I like my Future Dystopia fiction with a more realistic setting than “Hunger Games”

I recently saw “Hunger Games,” and I liked it. The only thing (and it is minor) is that, to me, the future dystopia setting strains credulity. I love a good future dystopia, but as I watched I just couldn’t buy in to human society ever shaping itself in that way. (Still, a great story and a great movie.)

Imagine, instead, a future where an elite group of about 150 multinational corporations controls about 40% of the wealth and resources of the world. In this future, an additional 550 of these mega-corps control another 40% of the world’s wealth and resources. Together, these 700 mega-corps, all of whom have interlocking stakes with one another, control 4/5 of the world’s wealth.

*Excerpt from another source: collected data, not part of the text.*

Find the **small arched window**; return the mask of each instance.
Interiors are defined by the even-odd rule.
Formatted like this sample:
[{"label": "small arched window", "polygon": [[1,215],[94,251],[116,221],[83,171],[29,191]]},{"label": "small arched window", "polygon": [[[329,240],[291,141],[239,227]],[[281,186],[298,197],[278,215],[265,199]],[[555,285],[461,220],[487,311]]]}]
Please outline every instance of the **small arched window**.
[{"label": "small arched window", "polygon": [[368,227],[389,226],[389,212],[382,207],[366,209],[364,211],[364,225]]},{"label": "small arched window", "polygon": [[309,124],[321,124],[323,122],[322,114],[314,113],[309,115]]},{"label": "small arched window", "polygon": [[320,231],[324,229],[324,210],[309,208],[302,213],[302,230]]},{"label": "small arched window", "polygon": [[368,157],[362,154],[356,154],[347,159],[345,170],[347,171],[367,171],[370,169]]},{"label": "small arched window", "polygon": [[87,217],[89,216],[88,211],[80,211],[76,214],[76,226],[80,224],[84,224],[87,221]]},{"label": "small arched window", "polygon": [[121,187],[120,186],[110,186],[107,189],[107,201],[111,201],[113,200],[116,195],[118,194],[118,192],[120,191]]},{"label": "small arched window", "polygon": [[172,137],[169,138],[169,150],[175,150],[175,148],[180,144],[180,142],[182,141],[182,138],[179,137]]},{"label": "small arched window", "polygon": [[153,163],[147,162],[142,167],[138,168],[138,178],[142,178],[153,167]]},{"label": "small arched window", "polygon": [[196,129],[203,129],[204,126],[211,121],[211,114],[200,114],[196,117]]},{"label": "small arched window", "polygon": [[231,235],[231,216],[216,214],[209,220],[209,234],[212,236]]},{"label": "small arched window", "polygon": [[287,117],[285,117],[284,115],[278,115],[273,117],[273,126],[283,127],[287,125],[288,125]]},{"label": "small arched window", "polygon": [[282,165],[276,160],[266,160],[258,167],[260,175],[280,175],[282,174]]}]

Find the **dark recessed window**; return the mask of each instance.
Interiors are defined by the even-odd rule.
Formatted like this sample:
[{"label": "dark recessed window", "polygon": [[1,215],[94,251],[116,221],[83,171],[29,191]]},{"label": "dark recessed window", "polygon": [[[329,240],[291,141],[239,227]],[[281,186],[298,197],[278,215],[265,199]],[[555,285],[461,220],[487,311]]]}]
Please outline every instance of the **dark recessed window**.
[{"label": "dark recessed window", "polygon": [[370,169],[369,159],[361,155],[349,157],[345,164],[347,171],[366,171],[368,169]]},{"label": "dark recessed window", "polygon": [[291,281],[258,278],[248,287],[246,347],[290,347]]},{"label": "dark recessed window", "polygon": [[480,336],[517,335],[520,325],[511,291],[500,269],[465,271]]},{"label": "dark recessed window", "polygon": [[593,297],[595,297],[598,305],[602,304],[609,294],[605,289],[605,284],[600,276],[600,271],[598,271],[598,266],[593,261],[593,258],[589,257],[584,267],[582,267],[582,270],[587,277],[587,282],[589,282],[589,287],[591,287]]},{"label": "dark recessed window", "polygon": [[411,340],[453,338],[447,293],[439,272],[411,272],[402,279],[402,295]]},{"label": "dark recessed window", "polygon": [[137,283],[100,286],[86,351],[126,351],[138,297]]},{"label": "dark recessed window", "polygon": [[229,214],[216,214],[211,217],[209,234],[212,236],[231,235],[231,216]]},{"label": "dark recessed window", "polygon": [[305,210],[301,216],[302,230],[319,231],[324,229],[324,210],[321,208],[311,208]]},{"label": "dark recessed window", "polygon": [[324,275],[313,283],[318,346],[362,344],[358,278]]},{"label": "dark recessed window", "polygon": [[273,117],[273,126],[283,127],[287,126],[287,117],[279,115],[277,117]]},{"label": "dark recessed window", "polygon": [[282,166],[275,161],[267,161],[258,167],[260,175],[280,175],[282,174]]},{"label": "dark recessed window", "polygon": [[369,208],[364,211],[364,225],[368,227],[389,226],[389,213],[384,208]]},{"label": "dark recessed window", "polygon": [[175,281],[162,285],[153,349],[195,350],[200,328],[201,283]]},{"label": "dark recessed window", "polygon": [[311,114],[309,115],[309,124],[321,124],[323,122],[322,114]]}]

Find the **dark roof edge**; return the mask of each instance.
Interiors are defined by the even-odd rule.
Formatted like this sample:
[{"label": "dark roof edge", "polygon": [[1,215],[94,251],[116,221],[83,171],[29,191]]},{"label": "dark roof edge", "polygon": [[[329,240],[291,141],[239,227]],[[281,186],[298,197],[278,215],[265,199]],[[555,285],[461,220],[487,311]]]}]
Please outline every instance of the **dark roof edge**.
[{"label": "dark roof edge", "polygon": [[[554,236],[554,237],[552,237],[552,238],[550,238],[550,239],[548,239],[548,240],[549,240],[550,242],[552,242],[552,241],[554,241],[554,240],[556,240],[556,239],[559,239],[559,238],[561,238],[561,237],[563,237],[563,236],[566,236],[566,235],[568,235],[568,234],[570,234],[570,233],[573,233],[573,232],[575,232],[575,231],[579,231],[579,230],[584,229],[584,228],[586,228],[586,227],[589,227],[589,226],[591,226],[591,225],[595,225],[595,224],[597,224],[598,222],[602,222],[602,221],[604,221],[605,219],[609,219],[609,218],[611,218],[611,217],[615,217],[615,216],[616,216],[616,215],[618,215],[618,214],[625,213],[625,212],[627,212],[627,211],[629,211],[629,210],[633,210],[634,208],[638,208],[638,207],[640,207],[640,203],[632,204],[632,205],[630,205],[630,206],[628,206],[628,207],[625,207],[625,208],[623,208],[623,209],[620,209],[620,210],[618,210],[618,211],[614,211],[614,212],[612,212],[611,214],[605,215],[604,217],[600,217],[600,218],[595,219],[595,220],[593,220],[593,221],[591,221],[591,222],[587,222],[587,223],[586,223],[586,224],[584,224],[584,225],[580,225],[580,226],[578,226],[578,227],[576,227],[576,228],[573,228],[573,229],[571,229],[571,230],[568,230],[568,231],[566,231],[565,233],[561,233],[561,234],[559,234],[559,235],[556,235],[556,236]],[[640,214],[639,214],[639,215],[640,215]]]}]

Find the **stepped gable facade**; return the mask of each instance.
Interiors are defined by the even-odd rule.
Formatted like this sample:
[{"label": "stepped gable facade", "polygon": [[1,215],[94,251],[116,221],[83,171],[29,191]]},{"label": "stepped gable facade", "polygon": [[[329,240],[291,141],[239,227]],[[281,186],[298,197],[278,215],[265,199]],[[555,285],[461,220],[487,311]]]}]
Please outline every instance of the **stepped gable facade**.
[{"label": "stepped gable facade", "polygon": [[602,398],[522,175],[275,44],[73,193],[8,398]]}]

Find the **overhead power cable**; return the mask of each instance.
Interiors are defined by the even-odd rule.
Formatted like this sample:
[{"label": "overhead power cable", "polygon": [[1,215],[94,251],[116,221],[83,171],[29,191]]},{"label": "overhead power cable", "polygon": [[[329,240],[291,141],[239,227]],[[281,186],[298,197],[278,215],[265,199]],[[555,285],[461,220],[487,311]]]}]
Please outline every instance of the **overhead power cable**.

In this future, these richest of corporations have maneuvered their agents into positions where they can influence legislation and public policy in the world’s richest countries. They’ve also maneuvered their agents into the major political parties. They work to see people elected, laws written, and policies enacted that are favorable to the mega-corps. They are not universally successful, but they are successful to a larger degree than most people realize.

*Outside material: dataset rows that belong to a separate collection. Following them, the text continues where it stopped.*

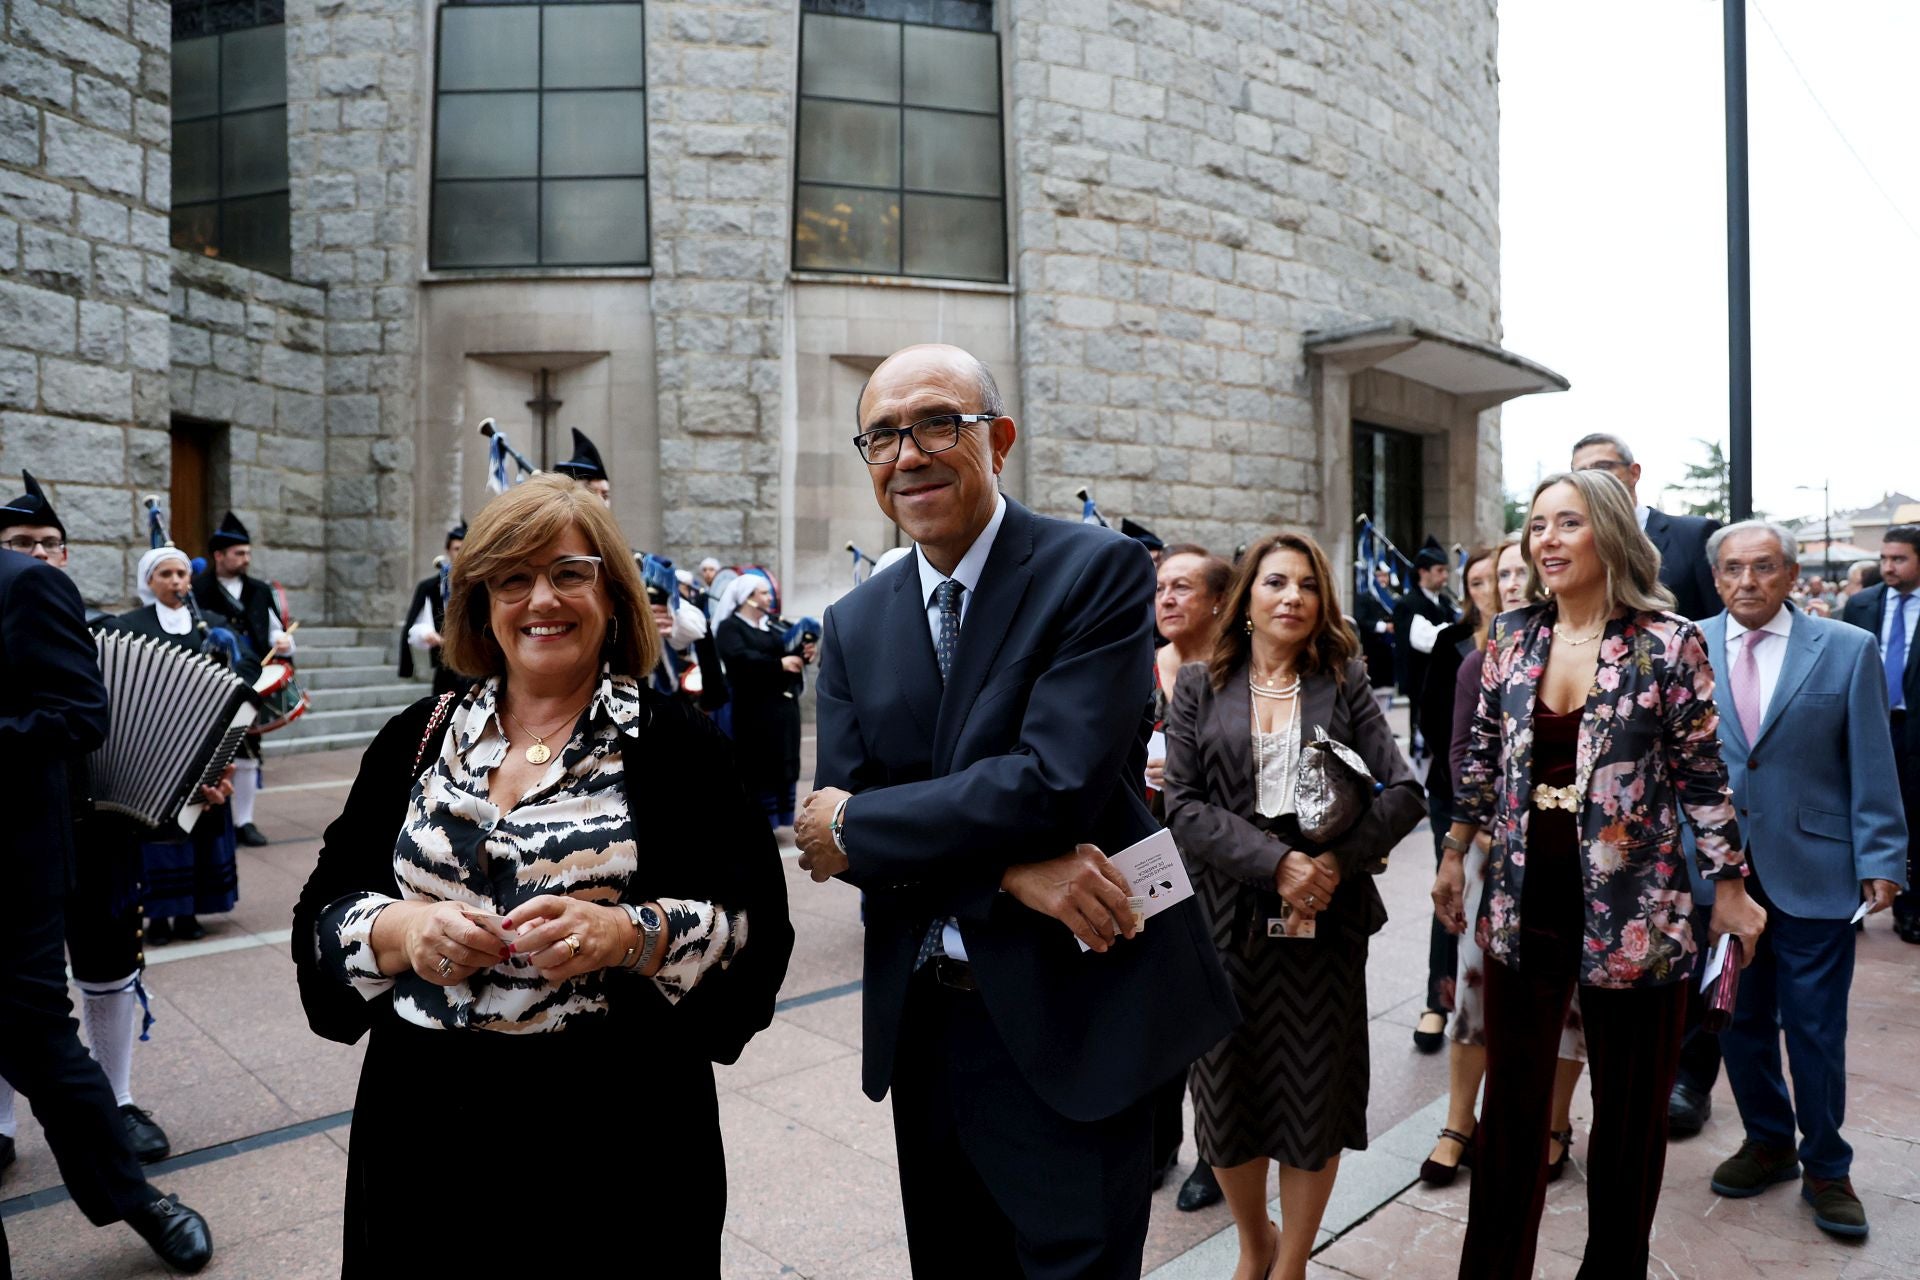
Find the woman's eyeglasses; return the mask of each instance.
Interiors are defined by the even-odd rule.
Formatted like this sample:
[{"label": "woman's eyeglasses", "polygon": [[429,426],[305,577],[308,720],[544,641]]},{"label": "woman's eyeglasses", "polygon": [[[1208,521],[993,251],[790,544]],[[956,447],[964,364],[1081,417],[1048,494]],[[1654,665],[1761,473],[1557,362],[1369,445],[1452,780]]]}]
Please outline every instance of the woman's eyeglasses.
[{"label": "woman's eyeglasses", "polygon": [[519,604],[533,594],[534,583],[546,576],[560,596],[584,596],[600,581],[599,556],[561,556],[544,568],[522,565],[487,579],[487,594],[501,604]]},{"label": "woman's eyeglasses", "polygon": [[904,427],[862,431],[853,438],[853,444],[868,466],[884,466],[900,457],[900,441],[907,436],[913,437],[913,447],[922,453],[944,453],[960,443],[961,427],[992,422],[994,417],[991,413],[936,413]]}]

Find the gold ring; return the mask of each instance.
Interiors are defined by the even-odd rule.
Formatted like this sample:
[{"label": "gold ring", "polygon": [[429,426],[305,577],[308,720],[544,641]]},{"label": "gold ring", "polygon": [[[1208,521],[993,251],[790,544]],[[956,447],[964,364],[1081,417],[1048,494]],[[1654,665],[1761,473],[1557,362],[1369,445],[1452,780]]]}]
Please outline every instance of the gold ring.
[{"label": "gold ring", "polygon": [[569,960],[578,960],[580,958],[580,935],[579,934],[570,933],[566,937],[560,939],[560,941],[567,944],[567,952],[568,952],[567,958]]},{"label": "gold ring", "polygon": [[440,963],[434,965],[433,968],[436,973],[444,978],[453,972],[453,961],[447,959],[445,956],[441,956]]}]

This future world has 7 billion people in it; hunger and poverty are pervasive. Half of this world’s population lives in cities or suburbs; everywhere in the world, people struggle to form meaningful, nurturing social connections, but it’s worse in the cities. Worldwide, only 1 person in 700 is classified as super-rich — what we would call a “millionaire” in today’s dollars. Worldwide, there is an elite group of only 1200 billionaires.

Half of this future world’s wealth is in the world’s richest country, where only a little less than 5% of the world’s population live. Hunger and poverty are less of a problem there, but four out of five people in that country live in cities or suburbs, where the struggle to form meaningful, nurturing social connections is particularly intense. 30% of this world’s millionaires are in that country, making up a little less than 1% of its population; 1/3 of this world’s 1200 billionaires are in that country. Together, the top 1% richest people make 1/4 of the income in that country, and control 40% the wealth.

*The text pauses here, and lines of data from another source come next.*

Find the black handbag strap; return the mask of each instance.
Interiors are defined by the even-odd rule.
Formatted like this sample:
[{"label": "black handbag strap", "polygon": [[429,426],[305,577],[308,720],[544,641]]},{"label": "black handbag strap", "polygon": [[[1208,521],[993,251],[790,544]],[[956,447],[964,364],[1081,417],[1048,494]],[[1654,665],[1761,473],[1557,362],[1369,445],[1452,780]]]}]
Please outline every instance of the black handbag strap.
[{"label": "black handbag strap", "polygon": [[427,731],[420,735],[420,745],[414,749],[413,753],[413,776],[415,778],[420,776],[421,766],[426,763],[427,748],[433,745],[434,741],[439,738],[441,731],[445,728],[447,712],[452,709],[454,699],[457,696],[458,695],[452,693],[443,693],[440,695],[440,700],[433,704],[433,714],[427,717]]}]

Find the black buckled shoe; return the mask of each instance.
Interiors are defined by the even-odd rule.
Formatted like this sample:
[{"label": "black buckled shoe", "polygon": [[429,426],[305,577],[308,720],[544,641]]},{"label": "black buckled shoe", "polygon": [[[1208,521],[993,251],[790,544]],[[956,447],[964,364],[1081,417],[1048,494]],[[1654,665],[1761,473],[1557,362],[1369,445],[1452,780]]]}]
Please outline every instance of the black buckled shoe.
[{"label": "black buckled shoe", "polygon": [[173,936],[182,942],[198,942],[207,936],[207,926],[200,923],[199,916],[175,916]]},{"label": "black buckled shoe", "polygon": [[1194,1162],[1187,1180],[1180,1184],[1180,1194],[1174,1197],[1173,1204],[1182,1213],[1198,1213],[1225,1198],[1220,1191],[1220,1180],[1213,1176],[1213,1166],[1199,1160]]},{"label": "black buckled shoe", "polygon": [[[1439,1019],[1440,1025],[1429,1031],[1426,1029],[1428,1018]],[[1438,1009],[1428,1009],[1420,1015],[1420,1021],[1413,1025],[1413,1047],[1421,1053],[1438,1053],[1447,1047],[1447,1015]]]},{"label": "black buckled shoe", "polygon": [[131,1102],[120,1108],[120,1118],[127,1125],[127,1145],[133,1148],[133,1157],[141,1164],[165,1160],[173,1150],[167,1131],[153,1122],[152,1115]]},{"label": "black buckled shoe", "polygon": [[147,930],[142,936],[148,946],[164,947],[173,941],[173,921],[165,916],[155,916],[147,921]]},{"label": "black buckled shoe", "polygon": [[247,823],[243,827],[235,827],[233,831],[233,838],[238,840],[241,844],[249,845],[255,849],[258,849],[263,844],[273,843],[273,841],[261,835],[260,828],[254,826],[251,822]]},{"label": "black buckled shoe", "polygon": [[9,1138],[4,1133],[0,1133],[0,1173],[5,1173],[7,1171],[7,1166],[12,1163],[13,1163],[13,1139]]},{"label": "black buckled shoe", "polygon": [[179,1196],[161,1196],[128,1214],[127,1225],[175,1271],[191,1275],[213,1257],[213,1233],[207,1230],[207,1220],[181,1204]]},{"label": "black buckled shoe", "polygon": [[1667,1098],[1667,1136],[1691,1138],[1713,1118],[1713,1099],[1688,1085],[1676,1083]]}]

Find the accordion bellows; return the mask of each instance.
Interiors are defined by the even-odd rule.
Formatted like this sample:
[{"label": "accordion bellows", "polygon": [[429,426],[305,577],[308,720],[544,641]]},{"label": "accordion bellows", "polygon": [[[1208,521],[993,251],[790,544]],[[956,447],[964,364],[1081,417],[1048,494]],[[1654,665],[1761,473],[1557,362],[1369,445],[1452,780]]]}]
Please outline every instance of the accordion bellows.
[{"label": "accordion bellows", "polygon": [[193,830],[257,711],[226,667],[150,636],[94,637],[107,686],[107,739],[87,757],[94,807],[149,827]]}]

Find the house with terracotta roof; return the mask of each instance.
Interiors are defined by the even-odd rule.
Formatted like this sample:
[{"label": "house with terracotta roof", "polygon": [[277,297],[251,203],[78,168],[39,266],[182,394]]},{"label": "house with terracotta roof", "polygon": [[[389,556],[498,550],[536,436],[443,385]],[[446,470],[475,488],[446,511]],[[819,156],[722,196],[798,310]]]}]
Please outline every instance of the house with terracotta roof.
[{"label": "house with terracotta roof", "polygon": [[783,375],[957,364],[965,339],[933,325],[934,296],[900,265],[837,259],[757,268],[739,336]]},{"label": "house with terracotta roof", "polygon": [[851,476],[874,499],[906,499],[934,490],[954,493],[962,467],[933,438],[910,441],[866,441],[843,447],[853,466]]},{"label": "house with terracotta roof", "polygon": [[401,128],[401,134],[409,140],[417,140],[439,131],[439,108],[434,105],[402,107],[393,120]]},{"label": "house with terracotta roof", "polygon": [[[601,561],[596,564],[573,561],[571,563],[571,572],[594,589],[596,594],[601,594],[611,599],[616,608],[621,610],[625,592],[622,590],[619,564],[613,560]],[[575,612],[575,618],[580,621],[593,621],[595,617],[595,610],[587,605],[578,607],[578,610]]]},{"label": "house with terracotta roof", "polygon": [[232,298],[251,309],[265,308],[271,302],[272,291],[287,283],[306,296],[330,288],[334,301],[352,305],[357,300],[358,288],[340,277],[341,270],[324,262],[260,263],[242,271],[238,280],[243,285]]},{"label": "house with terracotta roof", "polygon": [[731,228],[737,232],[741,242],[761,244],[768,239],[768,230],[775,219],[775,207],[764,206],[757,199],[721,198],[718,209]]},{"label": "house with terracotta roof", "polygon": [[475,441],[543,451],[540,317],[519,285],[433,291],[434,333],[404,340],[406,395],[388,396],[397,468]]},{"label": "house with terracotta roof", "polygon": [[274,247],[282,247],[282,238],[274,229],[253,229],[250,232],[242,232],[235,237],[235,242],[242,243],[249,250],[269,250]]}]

In this future, the rich pay for what they need and everyone else is, for the most part, left to fend for themselves. Also, in this future, the world is dangerously closer to worldwide ecological breakdown than most people realize. Paradoxically, the rich complain that it is everyone else’s laziness, and not their own greed, that is to blame for the world’s problems. Counter-intuitively, about half of the world’s population seems to believe them.

And the thing that makes this future dystopia last for a long time is that none of it is really a secret. There’s no grand conspiracy; it’s all just “good business.” While the mega-corps certainly don’t advertise their nefarious activities, most of them are a matter of public record. In this future world, a small percentage of people are outraged; many more are dissatisfied, but they are either complacent, or they blame their dissatisfaction on other things, or they are too poor, hungry, or disaffected to do anything about it.

THAT’s a believable future dystopia! Set a story in THAT world. How does the brave heroine or hero survive to end the dystopian society and create a more fair and peaceful world for everyone? I’d love to read that story. I really want to know how it goes.